100g/ 3.5oz powder sugar

100g/ 3.5oz sugar

4 egg yolk

4 egg whites

230g/ 8.1oz flour (I use 100g/3.5oz whole wheat and 130g/4.6oz white)

4 Tbsp coco powder (Nesquick or unsweet kind)

1 pkg vanilla sugar (or 1 tsp vanilla extract)

1 pinch of salt

butter and flour for the pan

Preheat your oven to 180C/ 350F

Use the butter paper where you have unwrapped the butter to butter the pan and then dust it with flour

Beat the egg whites with the sugar until they stiffen – set aside (if you do it this way around you don’t have to clean your beaters)

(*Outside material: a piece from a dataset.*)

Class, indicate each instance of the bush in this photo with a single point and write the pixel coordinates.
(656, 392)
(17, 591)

Now beat the butter (room temperature) with the icing sugar, the Vanilla sugar or extract and salt until fluffy – add egg yolks one by one – add the beaten egg whites – beat on minimum setting – add flour – beat on minimum setting until well mixed

put half of the batter into the cake tin

add cocoa to the rest of the batter and mix well – add it to the form and then swirl it with a thin tool like a kebap stick to get a nice marble finish

put on the middle rack for 50 minutes – then let cool and serve with some extra powder sugar

Tip: My daughters love this cake as a breakfast cake with some jam or apple cinnamon butter!